Returning to New Jersey after his military service ended, Mr. Accardo was in a car when he spotted Edna Ertle, a kindergarten teacher from Red Bank, N.J., walking along a street. They met later when both were at the same restaurant, and they married in 1956.
The couple moved to Woburn before settling in Winchester. At Geophysics Corp. of America, Mr. Accardo’s work included Cold War defense projects involving rockets and studying atmospheric changes during solar eclipses.
In the early 1970s, his family said, he and two colleagues launched Epsilon Laboratories, which Mr. Accardo served as president. His family said he helped the company develop an instrument carried on the second mission of the space shuttle Columbia. The equipment monitored contaminants, created by the spacecraft, which might hamper on-board infrared imaging systems.
At MIT’s Industrial Liaison Program, Mr. Accardo became director of Asian operations. The Order of the Sacred Treasure he received in 2002 had previously been awarded to Paul E. Gray and Jerome B. Weisner, both former MIT presidents.
“Distinguished company, I must say,” Mr. Accardo told the MIT News that year.
His work took him to Japan regularly as he organized seminars for companies there and helped establish the annual MIT in Japan symposium, which provided “platforms for discussing future trends of research and technology and collaboration that has benefited our global society,” Muto wrote to Mr.

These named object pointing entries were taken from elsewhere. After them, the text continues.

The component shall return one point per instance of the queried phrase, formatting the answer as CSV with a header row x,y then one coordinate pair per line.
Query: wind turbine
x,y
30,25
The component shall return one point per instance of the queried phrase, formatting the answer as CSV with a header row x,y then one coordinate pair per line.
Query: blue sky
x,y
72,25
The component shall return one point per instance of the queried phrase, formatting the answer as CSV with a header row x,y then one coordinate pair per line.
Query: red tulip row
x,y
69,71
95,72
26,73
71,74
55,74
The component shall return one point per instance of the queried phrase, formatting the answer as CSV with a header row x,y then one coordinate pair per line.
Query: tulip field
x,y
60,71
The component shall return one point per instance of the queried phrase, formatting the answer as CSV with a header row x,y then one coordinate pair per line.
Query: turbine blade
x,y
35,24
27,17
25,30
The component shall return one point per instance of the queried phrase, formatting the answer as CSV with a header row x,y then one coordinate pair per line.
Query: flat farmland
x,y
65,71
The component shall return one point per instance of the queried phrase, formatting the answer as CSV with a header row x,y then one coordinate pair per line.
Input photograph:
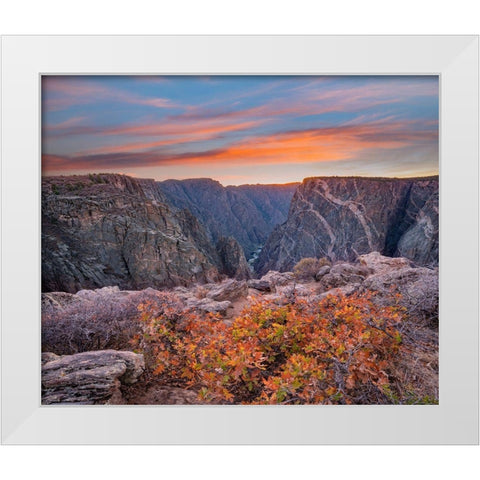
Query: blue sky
x,y
240,129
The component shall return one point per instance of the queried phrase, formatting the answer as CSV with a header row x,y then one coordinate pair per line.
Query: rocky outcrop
x,y
233,259
343,217
111,229
88,378
418,286
228,290
247,213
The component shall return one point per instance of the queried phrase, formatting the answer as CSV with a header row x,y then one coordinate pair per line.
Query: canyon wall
x,y
343,217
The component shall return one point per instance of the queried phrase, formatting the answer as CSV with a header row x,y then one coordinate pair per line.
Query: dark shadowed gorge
x,y
343,217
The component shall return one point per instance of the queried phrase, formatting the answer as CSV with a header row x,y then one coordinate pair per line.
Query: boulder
x,y
163,395
260,285
418,288
344,274
275,278
228,290
90,377
378,263
208,305
323,271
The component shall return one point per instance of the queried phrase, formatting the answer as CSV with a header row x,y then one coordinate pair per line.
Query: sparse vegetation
x,y
107,322
339,351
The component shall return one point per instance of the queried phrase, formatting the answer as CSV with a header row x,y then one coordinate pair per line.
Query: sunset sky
x,y
240,129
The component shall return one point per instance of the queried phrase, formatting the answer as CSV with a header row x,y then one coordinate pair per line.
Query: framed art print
x,y
240,240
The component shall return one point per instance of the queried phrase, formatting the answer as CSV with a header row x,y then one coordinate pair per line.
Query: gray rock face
x,y
90,377
260,285
275,279
247,213
234,263
228,290
344,274
341,218
321,272
418,286
110,231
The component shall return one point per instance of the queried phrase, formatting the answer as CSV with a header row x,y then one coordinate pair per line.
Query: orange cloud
x,y
304,146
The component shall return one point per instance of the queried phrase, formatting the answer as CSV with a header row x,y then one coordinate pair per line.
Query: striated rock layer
x,y
247,213
111,229
343,217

Accardo’s widow.
Muto added that Mr. Accardo’s “warm and kind personality made him a joy to work with and spend time with. This loss is keenly felt not only by the consulate and MIT, but also by the greater Japanese community of Massachusetts.”
A service has been held for Mr. Accardo, who in addition to his wife, Edna, and sons Tom and Peter leaves two other sons, Carl of Derry, N.H., and James of Winchester; two daughters, Edna Accardo-Walls of Winchester and Laura Norquist of Paradise Valley, Ariz.; three sisters, Anne Horvitz of Grand Rapids, Mich., and Theresa Sloane and Arlene LaMere, both of Torrington, Conn.; and seven grandchildren.

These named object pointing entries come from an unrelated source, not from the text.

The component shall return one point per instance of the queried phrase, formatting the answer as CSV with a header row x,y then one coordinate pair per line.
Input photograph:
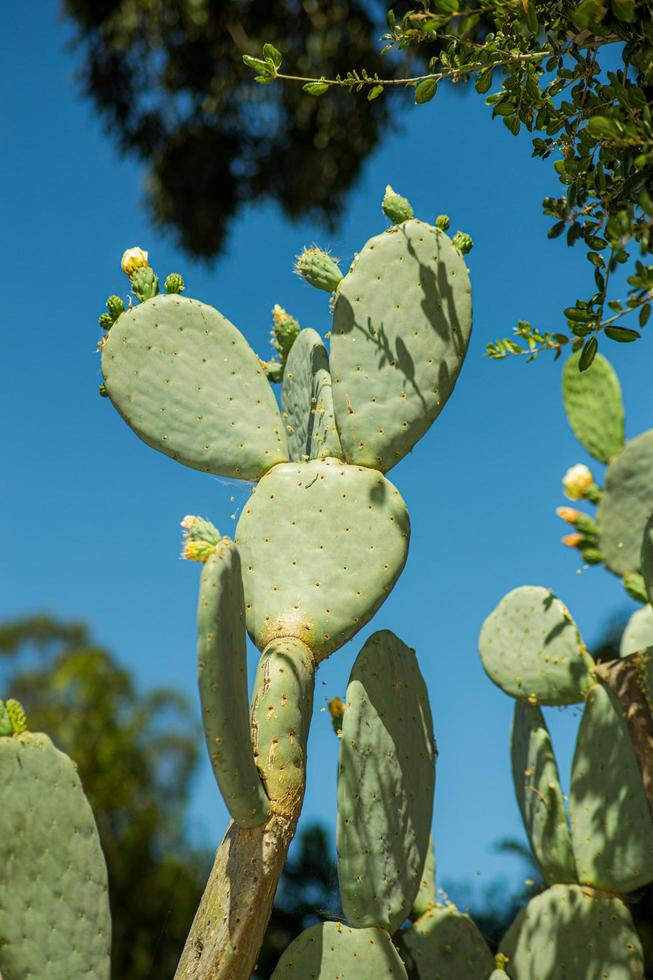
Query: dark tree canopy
x,y
168,78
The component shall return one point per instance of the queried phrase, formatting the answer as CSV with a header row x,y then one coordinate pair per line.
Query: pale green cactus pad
x,y
626,505
425,898
539,795
386,780
401,325
573,933
189,385
307,401
331,951
638,634
54,905
592,400
444,944
222,661
281,716
646,558
531,648
322,543
611,825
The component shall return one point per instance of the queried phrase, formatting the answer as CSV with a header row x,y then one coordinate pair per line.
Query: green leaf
x,y
622,335
588,354
601,127
270,53
315,88
425,91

While living in Winchester, Mr. Accardo coached Little League baseball, and “when it came time to draft players for his team,” his son Tom recalled, “very often he would subordinate talent to just letting a kid play who wanted to play.”
Mr. Accardo also enjoyed attending dinners, as a guest, of the Speckled Band of Boston, a Sherlock Holmes society, and he collected Eskimo art and rare books.
“At his first book auction in New York, he became so carried away after successfully bidding on the one book he wanted, he had a difficult time keeping his bidder’s paddle down,” his son Peter wrote in an e-mail, “and ultimately came home with a carton full of rare books.”